The reading of the book, however, became a very profound experience. I can only read it in small portions because every short chapter is like a session with a psychoanalyst. This writer looks into the depths of my soul and understands me the way I have never been understood. Here, for instance, is a quote from a chapter that blew my mind:
In a regular civil society, people’s minds are usually troubled by issues such as abortion, the death penalty, euthanasia, corruption in government, and the freedom and effectiveness of the press. Some might see these topics as overblown, while others can barely have a cup of coffee without catching up on the latest news. But none of these matters trouble people’s minds in the Donbas. For as long as I can remember, I’ve always heard, “We don’t make the decisions.” All we could do was think about the price of butter or how expensive potatoes had become, while the powers-that-be had already decided everything for us. My friends, have you never stopped to think why this is so, why people whose strength of character and will enables them to descend half a mile below the surface of the earth while under artillery fire are so indifferent and apathetic to their own fate?
Stanislav Aseyev, In Isolation
Aseyev is talking about the coal miners in the Donbas but I had the same experience with my fellow college students in Kharkiv in the 1990s.
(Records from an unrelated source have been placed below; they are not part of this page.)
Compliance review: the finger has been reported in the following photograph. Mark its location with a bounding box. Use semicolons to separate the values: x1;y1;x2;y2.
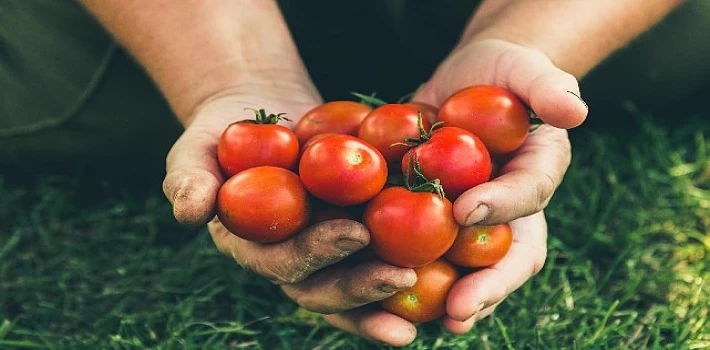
324;307;417;346
413;40;589;129
441;301;502;334
281;261;417;314
454;125;572;226
163;123;223;225
503;49;589;129
208;217;370;284
446;212;547;321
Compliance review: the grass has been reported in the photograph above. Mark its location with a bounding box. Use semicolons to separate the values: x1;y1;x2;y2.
0;108;710;349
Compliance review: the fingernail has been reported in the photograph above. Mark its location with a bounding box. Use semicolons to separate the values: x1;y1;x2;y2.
463;303;486;322
335;238;365;252
465;204;491;226
567;90;589;109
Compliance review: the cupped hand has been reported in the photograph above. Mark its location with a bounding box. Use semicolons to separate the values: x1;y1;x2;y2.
163;85;416;344
413;39;587;333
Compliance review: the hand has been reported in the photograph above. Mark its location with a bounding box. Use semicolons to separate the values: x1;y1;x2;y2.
163;84;416;343
413;39;587;333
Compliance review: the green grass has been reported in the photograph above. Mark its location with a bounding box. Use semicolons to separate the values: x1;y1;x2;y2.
0;108;710;349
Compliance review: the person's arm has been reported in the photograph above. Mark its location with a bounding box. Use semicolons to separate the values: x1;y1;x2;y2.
461;0;683;78
80;0;318;125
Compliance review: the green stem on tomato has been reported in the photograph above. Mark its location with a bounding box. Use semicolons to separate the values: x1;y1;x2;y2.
404;153;445;199
244;107;291;124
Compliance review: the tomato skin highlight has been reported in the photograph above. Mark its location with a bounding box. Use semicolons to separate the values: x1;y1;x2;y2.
217;166;309;243
439;85;530;156
363;186;458;267
444;223;513;267
357;104;431;163
380;259;459;323
217;120;299;177
298;135;387;206
293;101;372;145
401;126;492;202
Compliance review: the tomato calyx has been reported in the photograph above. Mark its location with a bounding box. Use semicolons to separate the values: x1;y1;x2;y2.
241;107;291;124
404;153;446;199
351;92;387;109
390;112;446;148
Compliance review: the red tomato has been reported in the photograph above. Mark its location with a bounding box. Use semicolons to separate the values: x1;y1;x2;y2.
217;109;298;176
402;127;492;202
363;186;458;267
217;166;309;243
357;104;431;163
381;259;459;323
444;224;513;267
439;85;530;155
294;101;372;145
404;101;439;124
298;135;387;206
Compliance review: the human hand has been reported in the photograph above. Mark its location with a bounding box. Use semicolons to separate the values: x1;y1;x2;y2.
163;84;416;344
413;39;587;333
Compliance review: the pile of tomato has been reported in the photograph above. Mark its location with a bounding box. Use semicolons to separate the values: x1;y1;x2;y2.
217;85;530;322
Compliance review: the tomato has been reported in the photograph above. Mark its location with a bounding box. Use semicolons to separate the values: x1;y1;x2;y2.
445;224;513;267
439;85;530;155
401;127;492;201
217;109;299;176
380;259;459;323
217;166;309;243
298;135;387;206
404;101;439;124
363;186;458;267
357;103;431;163
294;101;372;145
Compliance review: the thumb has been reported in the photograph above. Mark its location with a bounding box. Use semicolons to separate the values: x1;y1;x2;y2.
163;111;224;225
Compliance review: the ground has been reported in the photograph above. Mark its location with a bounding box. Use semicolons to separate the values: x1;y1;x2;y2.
0;103;710;349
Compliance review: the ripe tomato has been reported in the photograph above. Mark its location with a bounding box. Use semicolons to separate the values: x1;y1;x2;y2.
381;259;459;323
439;85;530;155
363;186;458;267
404;101;439;124
445;224;513;267
294;101;372;145
217;166;309;243
357;103;431;163
217;109;298;176
402;127;492;202
298;135;387;206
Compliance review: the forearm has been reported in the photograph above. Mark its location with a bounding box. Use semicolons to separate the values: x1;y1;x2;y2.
80;0;306;125
462;0;683;78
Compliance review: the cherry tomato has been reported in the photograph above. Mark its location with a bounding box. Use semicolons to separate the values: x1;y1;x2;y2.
404;101;439;124
217;166;309;243
402;126;492;202
298;135;387;206
363;186;458;267
217;109;298;176
294;101;372;145
357;104;431;163
439;85;530;155
381;259;459;323
444;224;513;267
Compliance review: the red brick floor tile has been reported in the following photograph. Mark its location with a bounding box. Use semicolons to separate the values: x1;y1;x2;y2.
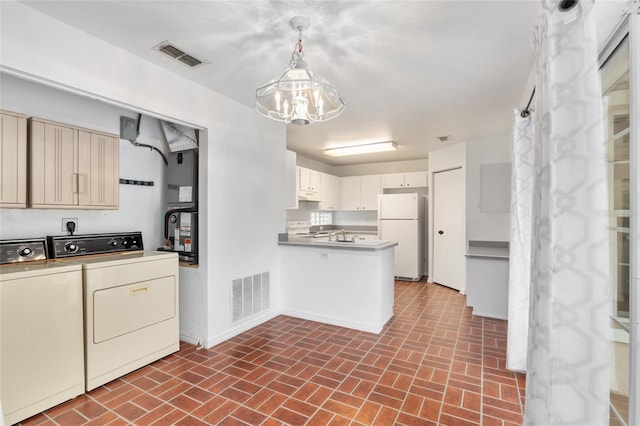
113;402;147;422
272;407;307;425
135;404;175;426
75;401;107;420
306;409;334;426
22;282;526;426
322;399;358;418
53;409;87;425
84;411;119;426
202;401;240;425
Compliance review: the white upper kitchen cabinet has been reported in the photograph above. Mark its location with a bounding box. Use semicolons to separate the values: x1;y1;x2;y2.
29;118;119;209
0;111;27;208
382;171;427;189
298;167;321;192
340;175;381;210
319;173;340;210
298;167;321;201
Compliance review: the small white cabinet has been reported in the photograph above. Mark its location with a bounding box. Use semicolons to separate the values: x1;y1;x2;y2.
340;175;381;210
298;167;321;201
29;118;119;209
0;111;27;208
284;150;298;209
382;172;427;189
319;173;340;210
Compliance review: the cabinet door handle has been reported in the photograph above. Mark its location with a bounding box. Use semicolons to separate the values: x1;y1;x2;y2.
130;287;149;296
78;173;87;194
71;173;80;194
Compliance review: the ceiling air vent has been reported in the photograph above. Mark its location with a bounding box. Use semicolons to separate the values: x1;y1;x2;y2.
154;41;209;68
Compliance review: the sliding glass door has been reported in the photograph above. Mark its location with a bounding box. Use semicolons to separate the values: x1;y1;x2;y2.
600;6;640;425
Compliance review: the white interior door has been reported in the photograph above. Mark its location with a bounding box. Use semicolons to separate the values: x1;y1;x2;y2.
431;168;466;293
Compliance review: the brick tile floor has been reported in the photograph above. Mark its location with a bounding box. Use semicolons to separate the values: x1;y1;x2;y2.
17;281;525;426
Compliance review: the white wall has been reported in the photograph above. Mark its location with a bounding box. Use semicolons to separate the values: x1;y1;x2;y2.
0;2;285;346
466;136;511;241
0;75;166;249
427;142;467;282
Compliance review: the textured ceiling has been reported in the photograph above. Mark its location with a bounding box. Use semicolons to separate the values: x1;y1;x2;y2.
24;0;624;165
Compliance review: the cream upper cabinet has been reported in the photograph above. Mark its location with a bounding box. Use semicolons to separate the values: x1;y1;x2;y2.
78;130;120;209
340;175;381;210
319;173;340;210
29;119;78;208
29;118;119;209
382;172;427;189
0;111;27;208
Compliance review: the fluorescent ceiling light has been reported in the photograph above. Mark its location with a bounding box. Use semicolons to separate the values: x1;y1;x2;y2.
324;141;398;157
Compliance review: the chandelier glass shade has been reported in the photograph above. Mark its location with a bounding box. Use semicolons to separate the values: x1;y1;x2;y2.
255;17;344;126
Their indifference to absolutely everything except slavish, meaningless toil on the dusty, grimy plots of land they called dachas was complete. We were 18, 19, 20 years old. I’d try to talk about boys, music, politics, TV shows, celebrity gossip but all I got were blank stares. Tired, indifferent looks that only got animated when my friends shared how much they had slaved at their stupid dachas over the weekend. The point of pride was not the profit they derived from the dachas (there was none) but the suffering they experienced in the struggle with them.
And here is Aseyev, talking about the same thing:
This is the very essence of the psychology of the people of the Donbas, for whom ideals like freedom and equality always came down to the choice of rope for their own noose. The mentality of a person who works 12 hours a day in very harsh conditions for a monthly paycheck of between $100 and $130 turns into something that might be called masochistic, cursing this way of living and at the same time unable to imagine an existence outside of it.
Stanislav Aseyev, In Isolation
Aseyev compares this attitude of resentful hostility to that of the liberated serfs in 1861. I left the Ukraine that was almost invariably like this in 1998 because I couldn’t abide this life in the world of the living dead anymore. Since then, the rest of Ukraine somehow moved to normalcy but the Donbas got stuck behind. I see this in the attitudes of my cousins who are in their thirties and who can’t be moved to adopting any strategy beyond resentful indifference interspersed with angry demands for money even in the midst of a war.
I’ve tried to explain this to people for years. “But are the residents of the Donbas for Russia? Or are they for Ukraine? What do they want?” people ask. And. . . it’s just not like that. On the pages of Aseyev’s book I find the dead, indifferent Ukraine that I left in 1998 and that still exists in the Donbas.